The Bias Effect

Added on Jul 21, 2015

Which line is longer? (See inset right) I would guess most of you said that both lines are the same length. We recognize this as an old optical illusion from our psychology text books, and we already know the right answer.

Wrong. That was a bias. I made the top line 10% longer.

This is the nature of jumping to conclusions. Lacking information or knowledge – our minds are fast and efficient and help us by filling-in the gap with something we already know. Biasing in judgments and decision-making comprise 34% of all human error leading to patient harm. This is from a study of 2,329 acts (where the individual failure mode was known) leading to 2,375 cases of patient harm from 2013-2014.
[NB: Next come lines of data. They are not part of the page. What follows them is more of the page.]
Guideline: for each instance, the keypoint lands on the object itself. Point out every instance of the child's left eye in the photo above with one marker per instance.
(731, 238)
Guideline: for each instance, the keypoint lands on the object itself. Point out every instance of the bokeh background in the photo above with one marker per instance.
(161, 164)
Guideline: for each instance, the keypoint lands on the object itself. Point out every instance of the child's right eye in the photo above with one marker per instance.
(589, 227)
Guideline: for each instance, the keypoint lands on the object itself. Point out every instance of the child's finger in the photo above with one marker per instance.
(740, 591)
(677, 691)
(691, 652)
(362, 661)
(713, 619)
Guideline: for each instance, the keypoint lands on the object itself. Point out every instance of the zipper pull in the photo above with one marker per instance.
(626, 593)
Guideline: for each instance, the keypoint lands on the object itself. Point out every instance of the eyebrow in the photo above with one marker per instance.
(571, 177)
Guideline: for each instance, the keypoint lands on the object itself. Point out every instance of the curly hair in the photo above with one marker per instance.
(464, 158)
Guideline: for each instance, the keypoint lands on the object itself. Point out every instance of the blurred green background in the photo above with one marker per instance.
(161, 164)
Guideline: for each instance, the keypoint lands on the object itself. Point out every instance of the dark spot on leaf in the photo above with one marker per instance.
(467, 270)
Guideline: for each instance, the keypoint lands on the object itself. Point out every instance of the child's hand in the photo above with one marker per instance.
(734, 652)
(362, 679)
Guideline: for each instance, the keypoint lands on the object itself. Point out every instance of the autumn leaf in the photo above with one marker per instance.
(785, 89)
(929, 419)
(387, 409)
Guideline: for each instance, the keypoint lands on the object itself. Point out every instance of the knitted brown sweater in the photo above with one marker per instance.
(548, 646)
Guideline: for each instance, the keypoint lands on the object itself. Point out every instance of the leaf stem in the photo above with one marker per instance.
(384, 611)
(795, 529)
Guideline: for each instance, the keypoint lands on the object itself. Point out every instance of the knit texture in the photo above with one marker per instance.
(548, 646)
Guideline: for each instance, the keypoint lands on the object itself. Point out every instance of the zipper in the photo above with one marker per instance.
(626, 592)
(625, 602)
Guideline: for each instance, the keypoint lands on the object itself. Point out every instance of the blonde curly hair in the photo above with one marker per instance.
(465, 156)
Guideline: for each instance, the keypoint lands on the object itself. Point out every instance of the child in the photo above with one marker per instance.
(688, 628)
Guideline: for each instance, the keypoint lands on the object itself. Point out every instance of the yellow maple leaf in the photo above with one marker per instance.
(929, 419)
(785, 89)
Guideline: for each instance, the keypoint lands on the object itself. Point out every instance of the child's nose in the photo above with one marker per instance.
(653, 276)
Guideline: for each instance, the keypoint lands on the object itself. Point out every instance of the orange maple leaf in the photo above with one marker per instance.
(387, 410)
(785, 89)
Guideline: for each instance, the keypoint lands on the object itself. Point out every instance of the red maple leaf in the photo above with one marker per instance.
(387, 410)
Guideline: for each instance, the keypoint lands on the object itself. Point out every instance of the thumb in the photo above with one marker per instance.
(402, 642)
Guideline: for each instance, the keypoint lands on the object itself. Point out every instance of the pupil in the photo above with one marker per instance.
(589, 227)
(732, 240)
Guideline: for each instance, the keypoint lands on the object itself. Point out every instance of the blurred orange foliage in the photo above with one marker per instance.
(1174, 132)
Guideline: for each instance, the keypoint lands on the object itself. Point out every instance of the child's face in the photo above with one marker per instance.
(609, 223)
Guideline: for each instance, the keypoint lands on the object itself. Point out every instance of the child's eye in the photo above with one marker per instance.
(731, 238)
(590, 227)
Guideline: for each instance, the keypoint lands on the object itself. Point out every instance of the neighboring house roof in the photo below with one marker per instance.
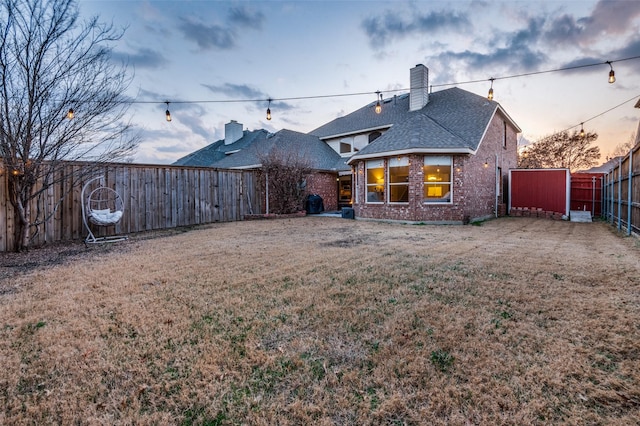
(216, 151)
(320, 155)
(453, 120)
(603, 168)
(393, 110)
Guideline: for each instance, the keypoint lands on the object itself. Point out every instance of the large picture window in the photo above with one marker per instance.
(375, 181)
(399, 180)
(437, 178)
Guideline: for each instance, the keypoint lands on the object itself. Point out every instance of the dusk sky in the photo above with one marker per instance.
(205, 56)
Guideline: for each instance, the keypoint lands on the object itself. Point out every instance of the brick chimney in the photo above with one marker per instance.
(419, 83)
(232, 132)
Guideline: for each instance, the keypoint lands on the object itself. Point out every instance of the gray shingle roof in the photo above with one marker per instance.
(216, 151)
(319, 154)
(453, 120)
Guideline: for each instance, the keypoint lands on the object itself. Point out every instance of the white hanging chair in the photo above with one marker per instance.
(103, 207)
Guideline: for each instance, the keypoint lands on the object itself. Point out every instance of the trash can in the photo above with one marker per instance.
(314, 204)
(348, 213)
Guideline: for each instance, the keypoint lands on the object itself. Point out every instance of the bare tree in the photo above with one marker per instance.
(623, 148)
(285, 173)
(567, 150)
(62, 98)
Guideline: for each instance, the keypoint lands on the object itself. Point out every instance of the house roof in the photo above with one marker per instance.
(320, 155)
(453, 120)
(216, 151)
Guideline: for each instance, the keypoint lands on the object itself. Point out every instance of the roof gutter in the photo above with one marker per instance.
(359, 132)
(412, 151)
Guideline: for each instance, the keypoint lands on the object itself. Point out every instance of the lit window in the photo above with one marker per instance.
(399, 180)
(437, 179)
(375, 181)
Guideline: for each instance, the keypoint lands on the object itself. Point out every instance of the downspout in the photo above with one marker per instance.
(495, 174)
(620, 193)
(267, 191)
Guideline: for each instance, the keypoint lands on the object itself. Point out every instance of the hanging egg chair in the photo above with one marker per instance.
(101, 206)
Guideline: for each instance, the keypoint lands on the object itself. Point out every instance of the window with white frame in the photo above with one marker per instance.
(399, 180)
(437, 178)
(375, 181)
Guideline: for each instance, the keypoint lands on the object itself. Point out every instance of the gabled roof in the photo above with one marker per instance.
(393, 110)
(216, 151)
(319, 154)
(453, 120)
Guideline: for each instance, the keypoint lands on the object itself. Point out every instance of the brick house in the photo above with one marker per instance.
(243, 149)
(440, 157)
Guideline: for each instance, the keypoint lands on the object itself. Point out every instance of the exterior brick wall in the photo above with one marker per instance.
(326, 186)
(474, 183)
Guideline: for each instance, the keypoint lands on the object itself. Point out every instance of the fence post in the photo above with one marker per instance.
(629, 190)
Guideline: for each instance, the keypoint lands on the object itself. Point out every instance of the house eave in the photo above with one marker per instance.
(357, 132)
(412, 151)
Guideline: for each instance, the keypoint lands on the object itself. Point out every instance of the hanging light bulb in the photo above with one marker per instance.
(612, 74)
(490, 96)
(378, 108)
(167, 113)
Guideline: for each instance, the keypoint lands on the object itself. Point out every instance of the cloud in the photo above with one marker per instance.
(382, 29)
(630, 50)
(564, 30)
(608, 17)
(246, 18)
(207, 36)
(221, 37)
(240, 91)
(514, 51)
(612, 17)
(141, 58)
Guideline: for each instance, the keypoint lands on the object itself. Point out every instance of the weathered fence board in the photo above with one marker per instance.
(622, 193)
(155, 197)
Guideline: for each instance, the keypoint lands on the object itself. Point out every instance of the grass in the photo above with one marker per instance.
(325, 321)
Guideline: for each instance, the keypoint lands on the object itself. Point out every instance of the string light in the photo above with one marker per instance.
(490, 95)
(379, 93)
(612, 74)
(378, 107)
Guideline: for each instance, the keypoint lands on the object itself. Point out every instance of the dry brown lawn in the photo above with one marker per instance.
(328, 321)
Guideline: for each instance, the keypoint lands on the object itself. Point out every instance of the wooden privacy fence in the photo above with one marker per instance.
(155, 198)
(622, 193)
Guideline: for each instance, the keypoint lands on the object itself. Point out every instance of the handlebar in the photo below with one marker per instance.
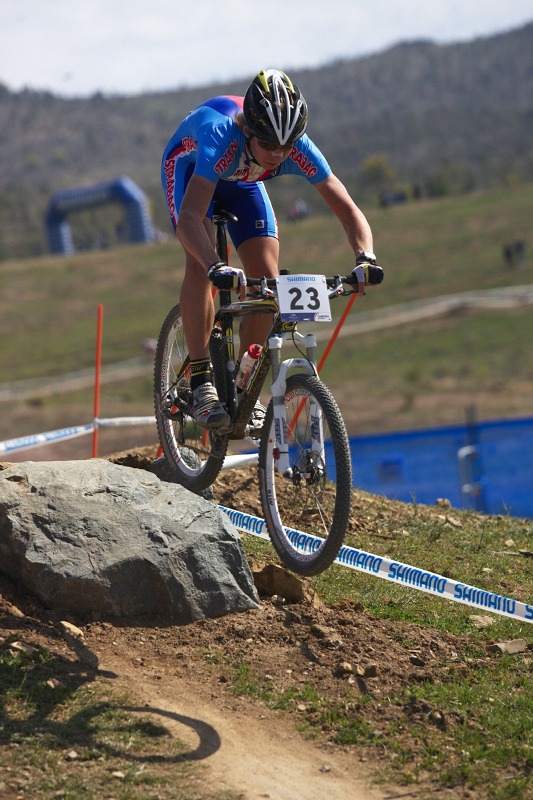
(335, 283)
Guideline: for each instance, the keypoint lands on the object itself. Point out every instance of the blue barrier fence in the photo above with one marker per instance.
(486, 466)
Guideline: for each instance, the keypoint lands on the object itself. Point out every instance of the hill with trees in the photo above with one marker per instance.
(441, 118)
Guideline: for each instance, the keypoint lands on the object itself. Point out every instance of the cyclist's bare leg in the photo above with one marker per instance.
(196, 304)
(259, 257)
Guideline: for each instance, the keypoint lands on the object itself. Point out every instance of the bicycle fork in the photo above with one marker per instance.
(282, 426)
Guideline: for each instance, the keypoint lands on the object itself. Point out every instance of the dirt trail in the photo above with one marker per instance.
(247, 748)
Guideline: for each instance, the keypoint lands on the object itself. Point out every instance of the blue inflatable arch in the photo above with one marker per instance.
(122, 190)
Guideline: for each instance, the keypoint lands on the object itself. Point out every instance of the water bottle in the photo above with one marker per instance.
(247, 364)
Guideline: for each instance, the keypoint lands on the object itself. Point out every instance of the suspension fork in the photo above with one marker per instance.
(283, 427)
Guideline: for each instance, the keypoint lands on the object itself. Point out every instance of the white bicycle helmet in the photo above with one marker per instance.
(274, 108)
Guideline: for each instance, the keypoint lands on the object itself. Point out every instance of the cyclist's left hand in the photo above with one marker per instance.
(366, 271)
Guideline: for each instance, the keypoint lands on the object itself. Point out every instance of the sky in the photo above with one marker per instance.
(75, 48)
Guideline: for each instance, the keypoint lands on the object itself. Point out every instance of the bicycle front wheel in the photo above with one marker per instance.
(307, 511)
(194, 455)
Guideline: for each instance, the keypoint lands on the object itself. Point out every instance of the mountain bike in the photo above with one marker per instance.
(305, 469)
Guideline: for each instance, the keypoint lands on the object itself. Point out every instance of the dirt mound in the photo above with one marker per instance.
(262, 677)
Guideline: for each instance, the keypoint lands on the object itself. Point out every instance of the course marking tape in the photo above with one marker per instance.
(39, 439)
(394, 571)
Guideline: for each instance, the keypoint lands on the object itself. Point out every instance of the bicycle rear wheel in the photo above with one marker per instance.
(194, 455)
(307, 502)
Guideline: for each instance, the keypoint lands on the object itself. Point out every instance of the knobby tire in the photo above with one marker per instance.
(312, 504)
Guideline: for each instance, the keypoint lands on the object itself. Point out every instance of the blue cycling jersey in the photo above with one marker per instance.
(210, 139)
(210, 143)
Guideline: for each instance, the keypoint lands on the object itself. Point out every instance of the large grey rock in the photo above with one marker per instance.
(101, 539)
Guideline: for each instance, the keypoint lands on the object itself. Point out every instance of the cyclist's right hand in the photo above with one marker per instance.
(225, 277)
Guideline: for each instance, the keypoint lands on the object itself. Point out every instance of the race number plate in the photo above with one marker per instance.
(303, 297)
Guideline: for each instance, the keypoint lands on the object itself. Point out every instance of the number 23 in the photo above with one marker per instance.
(313, 302)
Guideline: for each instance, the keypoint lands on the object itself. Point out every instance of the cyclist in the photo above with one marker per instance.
(224, 150)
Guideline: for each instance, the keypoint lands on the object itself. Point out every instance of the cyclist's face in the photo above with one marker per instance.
(268, 155)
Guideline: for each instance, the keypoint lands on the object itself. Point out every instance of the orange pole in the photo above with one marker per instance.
(336, 332)
(98, 368)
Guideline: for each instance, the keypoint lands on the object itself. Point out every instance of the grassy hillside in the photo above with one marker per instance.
(416, 375)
The best way to prevent a bias is by practicing strong questioning attitude, either alone or as a team. How do I know this to be correct? If this is important to my choice – how can we confirm this information to be correct? Or should I just stop since I am unsure?

Avoid the bias effect by knowing instead of assuming.

Questions to consider:

  • 1. Where in our practice do we sometimes make assumptions instead of knowing for a fact? Are these good assumptions or assumptions for which we would be better-off if we confirmed them as fact?

  • 2. And how effective are we in practicing questioning attitude as a team? Do we pace ourselves by diligently knowing by confirming – or do we wear-out ourselves by jumping to conclusions?



The Muller-Lyer effect is an optical illusion consisting of two arrows. Viewers are asked which of the two lines is longer. The test was developed in 1889 by Franz Muller-Lyer, a German sociologist.

Eddie Obeng first showed us this effect in his TED Talk describing how the rules changed at midnight – 15 years ago. Eddie Obeng is a British organizational theorist at the Henley Business School.